The Oireachtas Petitions Committee have dismissed a public petition calling for its removal as "inadmissible".
The main petitioner was seeking removal of the statue due to its representation of Britain's oppressive rule over Ireland.
The Petitions Committee Sean Sherlock maintained that the controversial monument of the German-born ruler still remains a significant part of Irish history.
“It is the view of this committee that the statue should absolutely and utterly remain,” Sherlock stated.
Part of the reasons disclosed for keeping the statue intact was that the Dáil does not actually own the statue and therefore could not legally oversee its removal.
The committee also believes that the work of local artist and sculptor John Henry Foley should be preserved.
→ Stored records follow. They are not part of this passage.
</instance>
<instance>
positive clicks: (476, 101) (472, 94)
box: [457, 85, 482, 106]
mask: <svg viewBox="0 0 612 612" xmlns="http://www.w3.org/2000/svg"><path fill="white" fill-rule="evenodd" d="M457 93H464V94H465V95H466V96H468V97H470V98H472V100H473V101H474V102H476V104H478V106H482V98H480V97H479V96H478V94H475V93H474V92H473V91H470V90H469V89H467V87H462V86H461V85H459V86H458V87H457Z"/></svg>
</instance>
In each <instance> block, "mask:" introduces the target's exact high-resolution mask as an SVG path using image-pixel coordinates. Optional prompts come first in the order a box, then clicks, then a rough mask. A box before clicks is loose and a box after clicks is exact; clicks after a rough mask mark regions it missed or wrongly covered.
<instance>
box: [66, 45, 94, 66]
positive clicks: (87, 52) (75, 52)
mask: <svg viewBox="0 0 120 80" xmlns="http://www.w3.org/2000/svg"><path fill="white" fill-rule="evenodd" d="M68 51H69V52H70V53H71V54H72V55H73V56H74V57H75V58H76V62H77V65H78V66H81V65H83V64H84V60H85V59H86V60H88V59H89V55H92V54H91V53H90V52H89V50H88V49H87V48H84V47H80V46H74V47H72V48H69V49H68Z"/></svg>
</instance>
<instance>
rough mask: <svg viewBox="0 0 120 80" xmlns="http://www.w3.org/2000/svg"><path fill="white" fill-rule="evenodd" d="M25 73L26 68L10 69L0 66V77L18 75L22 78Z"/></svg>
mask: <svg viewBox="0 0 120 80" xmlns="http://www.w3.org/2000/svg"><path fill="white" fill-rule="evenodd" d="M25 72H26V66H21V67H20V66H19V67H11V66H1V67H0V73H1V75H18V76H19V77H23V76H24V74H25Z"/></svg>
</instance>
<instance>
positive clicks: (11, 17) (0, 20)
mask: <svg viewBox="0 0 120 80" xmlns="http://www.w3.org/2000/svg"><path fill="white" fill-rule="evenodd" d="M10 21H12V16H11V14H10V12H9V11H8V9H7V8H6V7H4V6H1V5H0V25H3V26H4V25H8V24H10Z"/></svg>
Good few people popping into the museum today to view the statue of Prince Albert by John Foley in Leinster lawn. Seems those who complained about it have raised its profile! @MerrionSqDub @heritage @NMIreland pic.twitter.com/0CK0Aldqeb— Sarah Murtagh (@busyatmaths86) February 8, 2018
Speaking on the matter, Taoiseach Leo Varadkar said he can't understand what the "fuss" is about.
"I have no objection to Prince Albert being on Leinster lawn, I think it is part of our history," the leader said,
"I have no problem with the statue quite frankly, it has been there for a hundred years, I don't know what the fuss is about."
John Henry Foley also created the notable statue of Daniel O'Connell on O'Connell Street and the Edmund Burke tribute near Trinity College.
His birth place, Montgomery Street in Dublin's north inner city, has since been renamed Foley Street in his honor.
The statue of Prince Albert, who died in 1861, was installed on the Merrion Street side of Leinster House in 1923.